LECO GDS950 Extended Range Glow Discharge Atomic Emission Spectrometer

The GDS950 Glow Discharge Spectrometer delivers advanced technology for routine elemental analysis and compositional depth profiling of both electrically conductive and non-conductive solid materials. By combining robust hardware with intuitive Cornerstone® software, the GDS950 simplifies operation, reporting, and data handling while reducing overall analysis time in the laboratory.

LECO: GDS950 Extended Range Glow Discharge Atomic Emission Spectrometer

Key Features

Glow Discharge Source Advantages

• Simple, linear calibrations compared with alternative excitation sources
• Controlled excitation occurring away from the sample surface
• Reduced consumption of reference materials
• Automatic source cleaning between analyses to minimize matrix effects and improve analytical performance

Detection System Performance

• Full wavelength coverage from 120 to 460 nm
• High spectral resolution of 30 pm (0.030 nm) to resolve complex spectral features
• Stable and flexible CCD-based detection system

Optional CDP (Compositional Depth Profiling)

• Enables depth-resolved elemental analysis of solid materials
• Ideal for plating, galvanizing, cladding, and surface heat treatments
• Seamlessly integrated within Cornerstone software for simplified analysis and reporting

LECO: GDS950 Extended Range Glow Discharge Atomic Emission Spectrometer

Applications

The GDS950 is well suited for bulk elemental determination in metals and other solid materials such as steel, cast iron, titanium, and related alloys.
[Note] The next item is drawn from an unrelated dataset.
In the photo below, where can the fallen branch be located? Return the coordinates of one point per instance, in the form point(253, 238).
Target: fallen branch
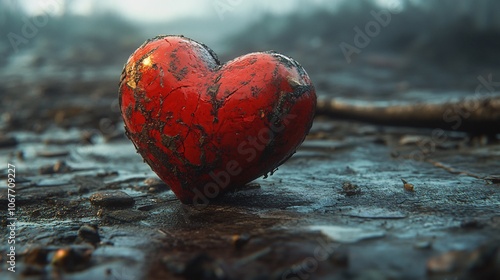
point(475, 116)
With the optional CDP capability, the system supports depth profile analysis of surface treatments including galvanizing, plating, heat treatment layers, and claddings. When equipped with the optional DC/RF lamp configuration, the analytical scope expands to include electrically non-conductive materials such as paints, glass, plastics, and other coated or polymeric solids.

Theory of Operation

Glow Discharge Spectrometry (GDS) is a direct analytical technique for determining the elemental composition of solid samples. A flat, prepared sample is mounted on the glow discharge source, which is evacuated and then backfilled with argon gas. An electric field is applied between the sample, acting as the cathode, and the grounded lamp body, serving as the anode, resulting in a stable, self-sustained glow discharge plasma.
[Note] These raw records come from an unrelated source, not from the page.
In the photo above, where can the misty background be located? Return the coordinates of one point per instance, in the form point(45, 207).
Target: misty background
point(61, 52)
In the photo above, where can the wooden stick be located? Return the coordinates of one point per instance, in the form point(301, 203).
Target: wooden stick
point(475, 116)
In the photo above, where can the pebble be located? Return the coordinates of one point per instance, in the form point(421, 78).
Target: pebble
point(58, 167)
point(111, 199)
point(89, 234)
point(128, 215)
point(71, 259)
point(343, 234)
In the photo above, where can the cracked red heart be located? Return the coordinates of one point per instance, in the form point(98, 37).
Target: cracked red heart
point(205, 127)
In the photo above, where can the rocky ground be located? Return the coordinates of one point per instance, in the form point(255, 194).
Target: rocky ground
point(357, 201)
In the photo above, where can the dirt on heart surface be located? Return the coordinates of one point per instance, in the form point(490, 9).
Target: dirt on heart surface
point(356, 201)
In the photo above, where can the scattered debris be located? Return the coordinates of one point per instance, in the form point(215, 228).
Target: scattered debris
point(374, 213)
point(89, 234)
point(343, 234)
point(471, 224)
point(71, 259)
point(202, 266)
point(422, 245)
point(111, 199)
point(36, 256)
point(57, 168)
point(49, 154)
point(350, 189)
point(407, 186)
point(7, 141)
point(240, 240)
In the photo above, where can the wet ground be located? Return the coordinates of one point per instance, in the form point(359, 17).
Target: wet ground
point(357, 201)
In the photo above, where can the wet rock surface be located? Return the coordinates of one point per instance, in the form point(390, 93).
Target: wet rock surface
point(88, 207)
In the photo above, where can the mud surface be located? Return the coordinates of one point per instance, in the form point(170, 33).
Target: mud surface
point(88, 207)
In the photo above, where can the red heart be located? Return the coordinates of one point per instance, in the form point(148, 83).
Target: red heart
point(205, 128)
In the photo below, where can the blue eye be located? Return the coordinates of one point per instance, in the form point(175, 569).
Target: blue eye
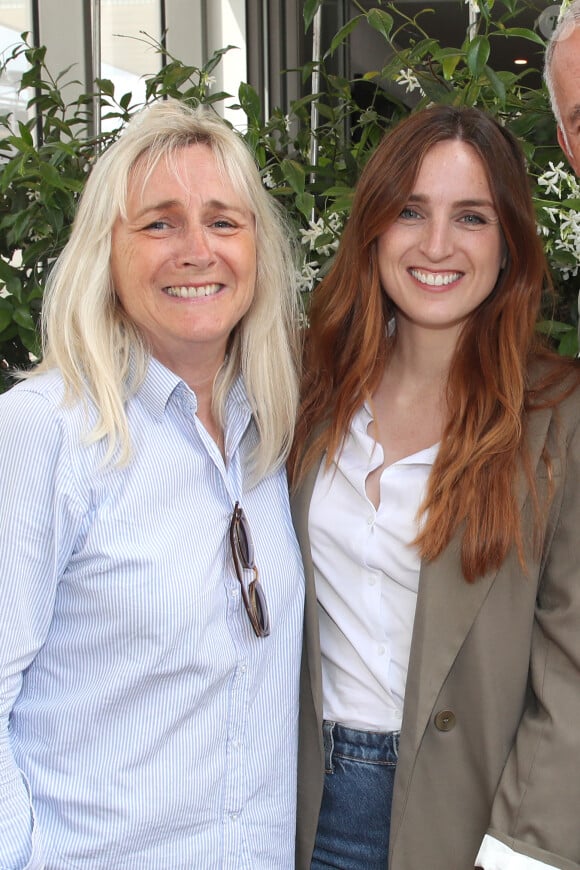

The applied current is controlled by the power supply, while lamp voltage is stabilized through regulation of the argon pressure. Once the plasma is formed, argon ions are accelerated toward the sample surface. Through cathodic sputtering, kinetic energy is transferred to surface atoms, ejecting them into the plasma.

Models equipped with the optional radio frequency (RF) source use RF energy instead of direct current to sustain the plasma. LECO’s proprietary True Plasma Power algorithm compensates for radiated and reflected power losses, enabling accurate quantitative bulk analysis and depth profiling of both conductive and non-conductive samples.

Ejected atoms undergo inelastic collisions with energetic electrons or metastable argon atoms, becoming electronically excited. As these atoms return to lower energy states, they emit photons at wavelengths characteristic of each element. Because every element has a unique emission spectrum, elemental identification is achieved through spectrochemical signatures.

The emitted light is collected by a spectrometer whose optical system is continuously purged with argon to maintain transparency across the ultraviolet and visible range. CCD detector arrays capture the full spectrum from 120 to 460 nm simultaneously. The resulting signals are digitized and processed to remove dark current, normalize pixel response, extend dynamic range, and eliminate pixel artifacts. Quantitative results are obtained by calibrating against reference materials of known composition.